Император усмехнулся, принимая их поздравления. Потом спросил заботливо:

– Ты в хорошей форме, Луций?

– Я думаю, мой дорогой. Ради тебя я должен выиграть, иначе я дам растоптать себя коням.

– Представители от сената, жрецов, коллегий и магистратов ожидают тебя в атрии, мой император, чтобы поздравить тебя, – сообщил Макрон.

– Я приму их в перистиле. Вы оба будете со мной. В здании слишком жарко. А потом в цирк!

– Лектику или коня? – спросил Макрон.

– Ничего. Я пойду пешком.

– Тогда охрану…

– Нет, мой Невий. Я не пойду в сопровождении преторианцев. Ведь никакая опасность мне не угрожает.

– Никогда не известно, – бубнил Макрон. – А что, если какой-нибудь сумасшедший…

Луций перебил его:

– И сумасшедший должен любить императора. А как утверждает Сенека, любовь народа – лучшая охрана для монарха.

***

Большой цирк напоминал половинку огромной раковины, наполненной розовым мясом.

Желтый песок арены рабы посыпали киноварью, амфитеатр сверкал белизной тог, то тут, то там мелькали цветастые одежды женщин. Воздух дрожал от жары. Все сверкало перед глазами, так что больно было смотреть. Цирк был набит зрителями до краев. Сенаторы заполнили кресла против императорской ложи. Рядом в ложах разместились понтифики, весталки, чуть дальше, в служебных ложах, – эдил и претор.

Рабы разносили фрукты и разбавленное вино. На самом верхнем ряду напротив императорской ложи расположились Скавр и Бальб. Чуть ниже их сидели Мнестер и Апеллес.

– Ого, люди добрые, – обратился к сидящим сзади Мнестер, – вы знаете, что после состязаний квадриг будут бороться преступники с тиграми?

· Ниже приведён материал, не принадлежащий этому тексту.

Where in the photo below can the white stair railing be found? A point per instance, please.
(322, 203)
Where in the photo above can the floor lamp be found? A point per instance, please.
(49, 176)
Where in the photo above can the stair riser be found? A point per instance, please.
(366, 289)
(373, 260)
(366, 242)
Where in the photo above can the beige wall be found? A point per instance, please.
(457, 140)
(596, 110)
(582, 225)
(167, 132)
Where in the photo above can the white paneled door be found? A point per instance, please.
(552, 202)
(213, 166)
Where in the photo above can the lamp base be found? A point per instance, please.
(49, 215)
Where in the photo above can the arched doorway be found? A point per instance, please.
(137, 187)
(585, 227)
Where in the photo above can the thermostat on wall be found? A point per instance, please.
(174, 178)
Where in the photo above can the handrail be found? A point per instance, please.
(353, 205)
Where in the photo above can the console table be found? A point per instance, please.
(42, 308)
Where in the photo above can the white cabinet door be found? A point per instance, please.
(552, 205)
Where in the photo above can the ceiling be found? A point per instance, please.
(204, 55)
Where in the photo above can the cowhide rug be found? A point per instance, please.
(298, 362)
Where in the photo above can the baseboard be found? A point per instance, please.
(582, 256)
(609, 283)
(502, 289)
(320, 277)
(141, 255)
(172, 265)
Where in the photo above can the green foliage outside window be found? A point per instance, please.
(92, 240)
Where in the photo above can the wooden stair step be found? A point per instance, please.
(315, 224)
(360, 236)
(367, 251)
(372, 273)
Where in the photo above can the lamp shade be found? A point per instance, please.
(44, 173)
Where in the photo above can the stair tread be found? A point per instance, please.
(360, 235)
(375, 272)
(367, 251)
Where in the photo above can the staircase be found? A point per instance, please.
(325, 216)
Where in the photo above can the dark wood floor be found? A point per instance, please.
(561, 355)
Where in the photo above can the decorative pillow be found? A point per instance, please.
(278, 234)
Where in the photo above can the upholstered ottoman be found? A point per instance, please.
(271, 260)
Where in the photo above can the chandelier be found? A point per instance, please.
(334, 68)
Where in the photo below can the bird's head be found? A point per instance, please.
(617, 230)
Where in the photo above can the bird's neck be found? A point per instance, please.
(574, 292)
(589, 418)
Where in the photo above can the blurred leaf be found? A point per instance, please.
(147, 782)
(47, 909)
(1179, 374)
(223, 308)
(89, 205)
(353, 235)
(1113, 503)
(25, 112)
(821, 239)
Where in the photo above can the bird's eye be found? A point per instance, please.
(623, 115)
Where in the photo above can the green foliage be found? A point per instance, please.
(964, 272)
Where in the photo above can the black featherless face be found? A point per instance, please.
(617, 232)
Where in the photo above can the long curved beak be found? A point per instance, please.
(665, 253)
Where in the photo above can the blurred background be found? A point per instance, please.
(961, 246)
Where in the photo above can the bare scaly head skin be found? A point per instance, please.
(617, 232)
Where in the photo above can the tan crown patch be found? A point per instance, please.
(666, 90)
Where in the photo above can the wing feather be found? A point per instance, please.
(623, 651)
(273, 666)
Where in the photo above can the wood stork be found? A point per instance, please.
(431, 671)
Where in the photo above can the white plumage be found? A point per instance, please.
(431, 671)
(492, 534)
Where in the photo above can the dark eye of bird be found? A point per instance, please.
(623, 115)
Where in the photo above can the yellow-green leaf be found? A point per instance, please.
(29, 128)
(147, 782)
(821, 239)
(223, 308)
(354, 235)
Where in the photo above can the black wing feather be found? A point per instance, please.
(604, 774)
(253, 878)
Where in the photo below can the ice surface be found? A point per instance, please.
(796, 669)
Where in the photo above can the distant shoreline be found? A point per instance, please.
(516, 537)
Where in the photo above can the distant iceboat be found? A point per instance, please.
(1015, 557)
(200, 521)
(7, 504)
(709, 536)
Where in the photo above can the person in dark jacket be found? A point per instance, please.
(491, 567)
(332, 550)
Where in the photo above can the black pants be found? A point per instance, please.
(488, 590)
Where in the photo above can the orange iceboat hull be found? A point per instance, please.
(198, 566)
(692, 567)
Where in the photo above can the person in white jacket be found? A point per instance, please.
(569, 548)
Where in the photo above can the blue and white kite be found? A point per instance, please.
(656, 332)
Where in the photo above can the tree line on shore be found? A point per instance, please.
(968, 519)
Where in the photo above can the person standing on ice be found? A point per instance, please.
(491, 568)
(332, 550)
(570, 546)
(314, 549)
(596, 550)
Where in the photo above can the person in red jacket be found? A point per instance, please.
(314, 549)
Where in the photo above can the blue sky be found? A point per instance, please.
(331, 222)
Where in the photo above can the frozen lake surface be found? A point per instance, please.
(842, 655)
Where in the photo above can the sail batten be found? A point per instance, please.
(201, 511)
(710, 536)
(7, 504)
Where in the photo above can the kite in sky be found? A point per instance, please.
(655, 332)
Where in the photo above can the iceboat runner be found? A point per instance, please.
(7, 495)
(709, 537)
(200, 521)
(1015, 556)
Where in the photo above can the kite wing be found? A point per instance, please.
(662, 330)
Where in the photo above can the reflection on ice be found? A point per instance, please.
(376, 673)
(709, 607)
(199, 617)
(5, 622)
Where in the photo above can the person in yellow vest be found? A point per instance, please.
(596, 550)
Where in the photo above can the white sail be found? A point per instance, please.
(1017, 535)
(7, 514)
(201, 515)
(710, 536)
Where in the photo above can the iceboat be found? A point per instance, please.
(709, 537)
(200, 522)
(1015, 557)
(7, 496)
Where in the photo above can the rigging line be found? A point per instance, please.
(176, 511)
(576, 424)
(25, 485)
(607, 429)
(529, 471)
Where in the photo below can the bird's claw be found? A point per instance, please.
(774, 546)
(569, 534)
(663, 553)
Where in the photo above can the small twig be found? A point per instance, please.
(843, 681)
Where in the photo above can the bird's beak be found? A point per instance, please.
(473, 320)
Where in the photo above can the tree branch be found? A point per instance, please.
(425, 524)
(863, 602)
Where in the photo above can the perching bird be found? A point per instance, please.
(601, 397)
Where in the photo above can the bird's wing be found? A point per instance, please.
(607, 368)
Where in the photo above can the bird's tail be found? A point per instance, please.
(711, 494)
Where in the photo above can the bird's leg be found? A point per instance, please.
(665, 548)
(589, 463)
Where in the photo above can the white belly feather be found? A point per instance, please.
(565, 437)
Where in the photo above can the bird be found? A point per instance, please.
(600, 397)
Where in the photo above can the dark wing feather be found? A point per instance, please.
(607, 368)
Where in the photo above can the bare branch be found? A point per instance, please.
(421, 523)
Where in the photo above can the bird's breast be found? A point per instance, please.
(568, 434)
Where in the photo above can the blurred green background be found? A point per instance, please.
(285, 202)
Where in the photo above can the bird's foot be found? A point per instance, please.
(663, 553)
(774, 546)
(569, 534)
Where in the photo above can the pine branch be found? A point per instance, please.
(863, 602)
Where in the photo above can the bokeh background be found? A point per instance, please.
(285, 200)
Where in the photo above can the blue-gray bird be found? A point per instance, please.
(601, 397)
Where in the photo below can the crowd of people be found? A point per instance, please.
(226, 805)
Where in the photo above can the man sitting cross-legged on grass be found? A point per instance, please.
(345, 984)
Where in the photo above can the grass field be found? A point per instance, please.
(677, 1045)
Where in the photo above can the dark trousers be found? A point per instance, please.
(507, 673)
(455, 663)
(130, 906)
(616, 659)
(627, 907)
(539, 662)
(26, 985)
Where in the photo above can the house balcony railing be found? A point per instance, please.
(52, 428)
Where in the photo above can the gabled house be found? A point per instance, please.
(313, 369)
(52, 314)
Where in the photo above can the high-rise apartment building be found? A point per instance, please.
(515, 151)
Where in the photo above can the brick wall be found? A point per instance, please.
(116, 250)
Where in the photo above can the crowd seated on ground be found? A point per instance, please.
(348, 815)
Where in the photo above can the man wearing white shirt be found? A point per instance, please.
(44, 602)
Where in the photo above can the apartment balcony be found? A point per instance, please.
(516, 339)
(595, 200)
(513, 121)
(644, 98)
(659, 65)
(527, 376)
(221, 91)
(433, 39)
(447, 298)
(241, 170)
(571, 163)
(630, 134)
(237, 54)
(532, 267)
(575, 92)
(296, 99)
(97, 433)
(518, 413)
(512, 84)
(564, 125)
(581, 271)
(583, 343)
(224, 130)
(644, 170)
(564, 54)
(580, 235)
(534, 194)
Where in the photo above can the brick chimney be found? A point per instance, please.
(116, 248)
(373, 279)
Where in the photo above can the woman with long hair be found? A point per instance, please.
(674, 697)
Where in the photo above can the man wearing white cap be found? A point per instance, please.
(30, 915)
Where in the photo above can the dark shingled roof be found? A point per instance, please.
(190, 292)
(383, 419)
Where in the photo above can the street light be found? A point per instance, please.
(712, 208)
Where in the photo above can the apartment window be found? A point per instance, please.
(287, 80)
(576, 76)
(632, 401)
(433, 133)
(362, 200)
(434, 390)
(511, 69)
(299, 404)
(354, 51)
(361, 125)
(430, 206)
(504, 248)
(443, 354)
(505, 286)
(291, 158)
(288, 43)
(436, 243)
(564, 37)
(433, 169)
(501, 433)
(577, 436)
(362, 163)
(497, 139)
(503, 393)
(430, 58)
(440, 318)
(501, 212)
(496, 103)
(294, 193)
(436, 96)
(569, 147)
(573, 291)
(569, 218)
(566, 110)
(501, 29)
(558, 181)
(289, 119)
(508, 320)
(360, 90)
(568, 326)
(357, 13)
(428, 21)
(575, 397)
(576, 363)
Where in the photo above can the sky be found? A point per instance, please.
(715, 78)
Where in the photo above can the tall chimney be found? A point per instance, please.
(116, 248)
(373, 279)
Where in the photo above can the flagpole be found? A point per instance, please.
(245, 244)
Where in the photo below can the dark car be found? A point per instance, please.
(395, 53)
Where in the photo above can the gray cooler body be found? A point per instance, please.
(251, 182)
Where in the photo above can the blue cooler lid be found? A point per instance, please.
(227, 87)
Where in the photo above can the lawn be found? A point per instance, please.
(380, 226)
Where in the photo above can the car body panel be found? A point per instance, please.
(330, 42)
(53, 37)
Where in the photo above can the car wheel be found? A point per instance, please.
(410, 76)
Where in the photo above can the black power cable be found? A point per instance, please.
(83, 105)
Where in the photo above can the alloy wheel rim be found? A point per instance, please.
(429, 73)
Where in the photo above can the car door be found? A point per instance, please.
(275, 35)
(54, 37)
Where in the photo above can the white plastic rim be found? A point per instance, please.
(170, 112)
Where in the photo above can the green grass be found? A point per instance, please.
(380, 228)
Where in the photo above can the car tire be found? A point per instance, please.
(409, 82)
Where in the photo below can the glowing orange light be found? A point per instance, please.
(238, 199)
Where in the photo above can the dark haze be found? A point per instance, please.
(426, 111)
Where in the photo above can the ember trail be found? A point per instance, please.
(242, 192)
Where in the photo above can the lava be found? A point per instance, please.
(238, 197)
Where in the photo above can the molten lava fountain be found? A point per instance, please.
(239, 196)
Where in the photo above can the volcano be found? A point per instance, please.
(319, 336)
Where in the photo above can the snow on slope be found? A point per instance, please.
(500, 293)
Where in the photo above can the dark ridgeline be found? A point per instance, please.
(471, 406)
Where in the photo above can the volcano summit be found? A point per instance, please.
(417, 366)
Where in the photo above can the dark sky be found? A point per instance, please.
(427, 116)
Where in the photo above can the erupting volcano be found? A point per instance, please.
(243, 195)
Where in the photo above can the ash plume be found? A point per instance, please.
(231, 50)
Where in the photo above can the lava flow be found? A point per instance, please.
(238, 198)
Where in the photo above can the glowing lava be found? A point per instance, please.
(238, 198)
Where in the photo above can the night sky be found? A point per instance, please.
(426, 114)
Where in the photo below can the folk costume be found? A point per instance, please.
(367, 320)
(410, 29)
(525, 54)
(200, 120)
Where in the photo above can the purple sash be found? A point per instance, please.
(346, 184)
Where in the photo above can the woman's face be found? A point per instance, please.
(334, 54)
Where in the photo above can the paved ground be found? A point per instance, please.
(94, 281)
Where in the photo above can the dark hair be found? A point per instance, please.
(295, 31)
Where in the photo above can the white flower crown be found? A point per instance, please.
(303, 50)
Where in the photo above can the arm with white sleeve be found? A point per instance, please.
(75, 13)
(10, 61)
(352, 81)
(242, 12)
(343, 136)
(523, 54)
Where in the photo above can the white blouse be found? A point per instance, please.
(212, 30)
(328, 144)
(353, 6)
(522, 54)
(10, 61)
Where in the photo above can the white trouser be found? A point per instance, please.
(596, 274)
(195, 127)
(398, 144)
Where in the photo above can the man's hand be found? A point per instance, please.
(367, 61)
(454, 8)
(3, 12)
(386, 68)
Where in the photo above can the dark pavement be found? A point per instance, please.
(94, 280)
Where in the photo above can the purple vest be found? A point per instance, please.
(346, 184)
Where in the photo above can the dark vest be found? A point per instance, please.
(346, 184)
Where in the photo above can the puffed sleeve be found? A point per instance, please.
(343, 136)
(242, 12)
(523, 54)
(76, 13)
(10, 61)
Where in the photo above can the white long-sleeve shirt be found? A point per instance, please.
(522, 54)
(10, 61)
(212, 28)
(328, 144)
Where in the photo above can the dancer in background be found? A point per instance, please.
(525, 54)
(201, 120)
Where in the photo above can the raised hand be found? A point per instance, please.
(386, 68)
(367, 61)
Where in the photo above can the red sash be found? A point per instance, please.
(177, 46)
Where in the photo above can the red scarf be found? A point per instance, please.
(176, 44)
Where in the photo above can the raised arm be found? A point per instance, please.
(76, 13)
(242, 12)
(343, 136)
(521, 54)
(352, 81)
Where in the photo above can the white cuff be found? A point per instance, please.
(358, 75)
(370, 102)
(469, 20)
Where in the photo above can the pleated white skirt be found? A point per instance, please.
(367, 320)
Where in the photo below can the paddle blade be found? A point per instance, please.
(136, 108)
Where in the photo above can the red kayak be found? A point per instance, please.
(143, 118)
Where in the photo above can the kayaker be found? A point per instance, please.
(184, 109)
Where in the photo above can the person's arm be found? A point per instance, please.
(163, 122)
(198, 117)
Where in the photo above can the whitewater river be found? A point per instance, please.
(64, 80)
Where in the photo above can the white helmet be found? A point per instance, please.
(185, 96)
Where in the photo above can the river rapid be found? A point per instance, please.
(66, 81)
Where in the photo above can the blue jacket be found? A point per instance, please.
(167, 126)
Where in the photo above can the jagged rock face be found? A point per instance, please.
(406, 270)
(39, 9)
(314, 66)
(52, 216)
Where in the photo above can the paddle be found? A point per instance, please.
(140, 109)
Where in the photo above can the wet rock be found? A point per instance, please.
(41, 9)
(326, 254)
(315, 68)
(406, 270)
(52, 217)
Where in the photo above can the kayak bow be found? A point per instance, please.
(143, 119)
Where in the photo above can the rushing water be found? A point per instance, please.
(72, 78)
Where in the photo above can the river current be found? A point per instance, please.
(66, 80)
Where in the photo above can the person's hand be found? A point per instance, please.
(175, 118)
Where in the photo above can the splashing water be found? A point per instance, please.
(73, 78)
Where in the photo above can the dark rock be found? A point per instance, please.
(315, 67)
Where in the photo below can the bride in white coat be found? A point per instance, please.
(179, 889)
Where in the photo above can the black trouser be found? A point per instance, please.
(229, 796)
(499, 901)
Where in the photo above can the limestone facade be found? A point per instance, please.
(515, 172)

Император приказал привезти из Индии двести штук.

– Б-р-р-р, вот будет крови, – заметил Бальб.

Мнестер пожал плечами.

– Ну и что? У крови прекрасный цвет.

***

Раздались звуки фанфар, возвестившие появление императора.

Под оглушительные крики и бурные овации, какими римляне подбадривали только хищников, бросающихся на гладиаторов, в ложу вошел двадцатипятилетний властелин мира в сопровождении своей супруги Эннии, сестры Ливиллы и Макрона.

Он действительно выглядел как бог. Длинный пурпурный плащ тончайшей шерсти делал стройной его располневшую фигуру. Туника из фиолетового шелка была расшита серебряными цветами лотоса. На голове золотой венок.

Императорский перстень украшал его руку.

Ложа императора была затенена полосатой оранжевой тканью, но Калигула вышел из-под тента, щуря глаза от солнца, поднял руку для приветствия.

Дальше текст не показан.